Section 10.8: Large-Batch Training and Learning-Rate Scaling

"They gave me a thousand friends to share the work, then doubled my step size to match. For a while I sprinted. Then I tripped over my own enthusiasm and they invented warmup."
An Optimizer That Scaled Its Learning Rate

Big Picture

In synchronous distributed SGD, every worker you add enlarges the global batch, and the global batch is the single knob that couples your hardware budget to your optimizer's stability. Adding workers does not change the math of the gradient (it stays the exact average from Section 1.1); it changes the statistics of each update by averaging over more examples. A larger, lower-variance gradient invites a larger step, and the linear scaling rule makes that precise: raise the learning rate in proportion to the batch, warm it up so the early steps do not diverge, and a $K$-worker run tracks the small-batch run almost exactly, until you cross the critical batch size, past which more workers stop buying convergence speed. This section is about that coupling: how to ride it, and where it runs out.

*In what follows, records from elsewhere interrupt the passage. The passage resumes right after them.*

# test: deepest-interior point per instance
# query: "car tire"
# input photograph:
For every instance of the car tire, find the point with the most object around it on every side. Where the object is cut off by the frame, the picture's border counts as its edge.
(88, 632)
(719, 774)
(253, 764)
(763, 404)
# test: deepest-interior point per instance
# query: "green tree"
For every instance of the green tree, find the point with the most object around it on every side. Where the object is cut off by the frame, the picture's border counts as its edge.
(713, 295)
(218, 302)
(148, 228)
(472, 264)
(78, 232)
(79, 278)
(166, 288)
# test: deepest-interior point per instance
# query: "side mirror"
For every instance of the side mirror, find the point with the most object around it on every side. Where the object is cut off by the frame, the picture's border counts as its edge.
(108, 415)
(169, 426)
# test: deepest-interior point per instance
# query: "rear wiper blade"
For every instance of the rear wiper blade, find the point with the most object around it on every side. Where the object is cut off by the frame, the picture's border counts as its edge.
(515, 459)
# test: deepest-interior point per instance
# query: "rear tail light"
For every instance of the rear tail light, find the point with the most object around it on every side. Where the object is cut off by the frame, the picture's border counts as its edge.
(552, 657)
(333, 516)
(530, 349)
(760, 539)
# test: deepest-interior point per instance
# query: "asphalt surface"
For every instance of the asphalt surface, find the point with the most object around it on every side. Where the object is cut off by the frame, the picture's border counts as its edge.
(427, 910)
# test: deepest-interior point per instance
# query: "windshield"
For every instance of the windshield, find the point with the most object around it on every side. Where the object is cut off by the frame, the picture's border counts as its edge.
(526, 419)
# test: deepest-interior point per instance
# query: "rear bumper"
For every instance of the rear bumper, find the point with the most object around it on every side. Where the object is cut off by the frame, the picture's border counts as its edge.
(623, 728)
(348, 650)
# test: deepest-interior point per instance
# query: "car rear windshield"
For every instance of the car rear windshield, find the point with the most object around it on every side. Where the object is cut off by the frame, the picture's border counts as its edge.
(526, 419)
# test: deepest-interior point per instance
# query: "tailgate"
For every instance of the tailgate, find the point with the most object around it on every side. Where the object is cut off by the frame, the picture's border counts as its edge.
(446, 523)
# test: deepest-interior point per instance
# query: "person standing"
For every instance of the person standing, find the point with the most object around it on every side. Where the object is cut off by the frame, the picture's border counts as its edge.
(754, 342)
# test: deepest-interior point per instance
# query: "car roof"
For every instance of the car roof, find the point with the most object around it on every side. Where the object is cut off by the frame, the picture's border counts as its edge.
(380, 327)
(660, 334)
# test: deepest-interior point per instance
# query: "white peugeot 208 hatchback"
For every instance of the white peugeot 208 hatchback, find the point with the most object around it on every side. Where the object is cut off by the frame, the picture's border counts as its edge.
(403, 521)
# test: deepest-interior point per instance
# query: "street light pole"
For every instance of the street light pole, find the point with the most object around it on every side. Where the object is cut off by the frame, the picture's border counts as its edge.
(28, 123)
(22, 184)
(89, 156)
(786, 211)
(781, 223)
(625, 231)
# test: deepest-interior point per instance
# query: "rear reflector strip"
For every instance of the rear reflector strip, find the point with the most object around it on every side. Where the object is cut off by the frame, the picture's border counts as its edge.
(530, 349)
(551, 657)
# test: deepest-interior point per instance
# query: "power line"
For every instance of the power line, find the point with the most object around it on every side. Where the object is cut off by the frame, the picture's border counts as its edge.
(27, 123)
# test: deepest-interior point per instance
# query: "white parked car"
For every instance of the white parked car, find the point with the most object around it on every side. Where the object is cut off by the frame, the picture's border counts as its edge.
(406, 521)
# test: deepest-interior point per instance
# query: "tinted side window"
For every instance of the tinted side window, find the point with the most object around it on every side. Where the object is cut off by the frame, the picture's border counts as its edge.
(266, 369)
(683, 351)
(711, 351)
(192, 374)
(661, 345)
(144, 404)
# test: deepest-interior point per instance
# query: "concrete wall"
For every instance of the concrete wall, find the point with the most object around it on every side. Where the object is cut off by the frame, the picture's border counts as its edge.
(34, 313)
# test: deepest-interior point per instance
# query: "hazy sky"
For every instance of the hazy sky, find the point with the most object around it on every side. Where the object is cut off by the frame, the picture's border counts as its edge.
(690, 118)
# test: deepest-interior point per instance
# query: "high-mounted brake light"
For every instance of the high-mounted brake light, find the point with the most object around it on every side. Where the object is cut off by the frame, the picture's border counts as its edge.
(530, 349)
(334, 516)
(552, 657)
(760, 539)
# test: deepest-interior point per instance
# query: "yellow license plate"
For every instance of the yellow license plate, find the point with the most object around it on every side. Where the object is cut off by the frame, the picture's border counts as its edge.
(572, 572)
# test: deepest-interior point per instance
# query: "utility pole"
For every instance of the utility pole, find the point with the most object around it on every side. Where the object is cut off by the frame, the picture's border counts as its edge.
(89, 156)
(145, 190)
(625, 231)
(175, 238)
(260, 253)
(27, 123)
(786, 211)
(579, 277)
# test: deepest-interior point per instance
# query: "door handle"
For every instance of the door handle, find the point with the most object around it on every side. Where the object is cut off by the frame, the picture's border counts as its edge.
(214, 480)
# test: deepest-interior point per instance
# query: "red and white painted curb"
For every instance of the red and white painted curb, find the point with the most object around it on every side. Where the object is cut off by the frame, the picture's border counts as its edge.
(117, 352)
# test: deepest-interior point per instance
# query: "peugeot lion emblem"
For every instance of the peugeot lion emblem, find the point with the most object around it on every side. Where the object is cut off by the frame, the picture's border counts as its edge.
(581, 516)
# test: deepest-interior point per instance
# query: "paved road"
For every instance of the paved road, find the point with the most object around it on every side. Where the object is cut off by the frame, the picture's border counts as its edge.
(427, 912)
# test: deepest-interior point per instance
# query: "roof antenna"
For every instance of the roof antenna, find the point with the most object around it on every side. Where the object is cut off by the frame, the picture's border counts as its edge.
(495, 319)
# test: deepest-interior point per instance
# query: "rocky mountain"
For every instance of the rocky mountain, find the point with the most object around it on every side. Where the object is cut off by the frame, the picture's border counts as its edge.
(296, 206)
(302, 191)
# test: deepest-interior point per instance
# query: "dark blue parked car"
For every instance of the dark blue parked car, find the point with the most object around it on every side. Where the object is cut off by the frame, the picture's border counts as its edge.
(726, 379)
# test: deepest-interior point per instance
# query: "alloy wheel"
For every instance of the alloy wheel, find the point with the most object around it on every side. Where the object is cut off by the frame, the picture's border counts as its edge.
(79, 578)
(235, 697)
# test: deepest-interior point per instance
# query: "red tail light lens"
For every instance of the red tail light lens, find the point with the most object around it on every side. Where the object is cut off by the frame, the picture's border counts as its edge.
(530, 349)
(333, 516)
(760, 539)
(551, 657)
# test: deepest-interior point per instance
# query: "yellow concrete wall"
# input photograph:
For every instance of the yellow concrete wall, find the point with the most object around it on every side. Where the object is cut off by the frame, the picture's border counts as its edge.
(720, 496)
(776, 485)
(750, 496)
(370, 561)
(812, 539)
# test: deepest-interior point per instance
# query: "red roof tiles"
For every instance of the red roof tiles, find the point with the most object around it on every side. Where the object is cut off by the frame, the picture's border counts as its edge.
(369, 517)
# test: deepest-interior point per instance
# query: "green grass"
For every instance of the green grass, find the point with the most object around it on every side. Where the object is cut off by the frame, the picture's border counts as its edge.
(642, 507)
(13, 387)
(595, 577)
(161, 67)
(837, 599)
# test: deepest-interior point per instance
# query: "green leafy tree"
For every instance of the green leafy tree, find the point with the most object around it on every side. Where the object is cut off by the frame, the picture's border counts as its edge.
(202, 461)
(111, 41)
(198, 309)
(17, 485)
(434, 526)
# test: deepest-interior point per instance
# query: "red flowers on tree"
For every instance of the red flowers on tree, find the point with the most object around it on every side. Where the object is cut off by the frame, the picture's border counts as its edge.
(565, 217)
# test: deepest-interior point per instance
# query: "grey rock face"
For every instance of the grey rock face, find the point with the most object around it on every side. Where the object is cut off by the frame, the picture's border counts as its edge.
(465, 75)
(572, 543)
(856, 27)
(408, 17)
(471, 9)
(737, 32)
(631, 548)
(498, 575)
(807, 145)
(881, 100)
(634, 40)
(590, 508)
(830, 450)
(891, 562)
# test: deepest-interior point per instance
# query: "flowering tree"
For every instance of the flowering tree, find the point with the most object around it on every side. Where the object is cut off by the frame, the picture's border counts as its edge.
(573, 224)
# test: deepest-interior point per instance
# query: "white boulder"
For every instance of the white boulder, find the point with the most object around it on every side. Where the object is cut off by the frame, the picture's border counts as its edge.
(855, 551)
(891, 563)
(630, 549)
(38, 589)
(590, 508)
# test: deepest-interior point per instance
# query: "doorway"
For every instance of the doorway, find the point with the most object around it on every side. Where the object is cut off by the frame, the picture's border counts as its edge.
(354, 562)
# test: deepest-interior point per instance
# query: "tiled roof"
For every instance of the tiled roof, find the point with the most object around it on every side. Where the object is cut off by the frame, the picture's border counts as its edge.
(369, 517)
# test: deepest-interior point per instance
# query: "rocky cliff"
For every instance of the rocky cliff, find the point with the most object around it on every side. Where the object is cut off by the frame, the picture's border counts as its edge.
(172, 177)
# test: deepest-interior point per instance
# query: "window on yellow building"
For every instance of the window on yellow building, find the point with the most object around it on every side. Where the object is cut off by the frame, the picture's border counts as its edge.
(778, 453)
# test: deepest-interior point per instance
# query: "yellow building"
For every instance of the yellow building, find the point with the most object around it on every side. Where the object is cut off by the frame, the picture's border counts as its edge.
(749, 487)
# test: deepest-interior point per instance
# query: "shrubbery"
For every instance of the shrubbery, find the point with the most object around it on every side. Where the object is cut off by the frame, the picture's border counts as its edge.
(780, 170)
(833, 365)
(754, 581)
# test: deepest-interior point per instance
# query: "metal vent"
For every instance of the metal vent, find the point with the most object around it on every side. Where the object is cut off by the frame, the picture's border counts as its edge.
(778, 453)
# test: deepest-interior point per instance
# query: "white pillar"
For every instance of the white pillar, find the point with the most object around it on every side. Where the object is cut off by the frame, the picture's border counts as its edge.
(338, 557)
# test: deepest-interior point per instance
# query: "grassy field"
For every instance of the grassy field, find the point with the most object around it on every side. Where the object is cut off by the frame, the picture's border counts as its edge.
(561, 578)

The previous section reduced the bytes moved per synchronization step. This one asks a complementary question: as you add workers to a synchronous data-parallel job, what actually changes for the optimizer, and how do you keep it converging? The answer is entirely about batch size. With $K$ workers each computing a gradient over a local batch of $B_{\text{loc}}$ examples and an all-reduce averaging them, the optimizer sees one update built from a global batch of $B = K \, B_{\text{loc}}$ examples. Doubling the worker count doubles $B$. Everything stable and everything fragile about large-scale synchronous training follows from that one identity, so we start there and build outward to the rules that tame it.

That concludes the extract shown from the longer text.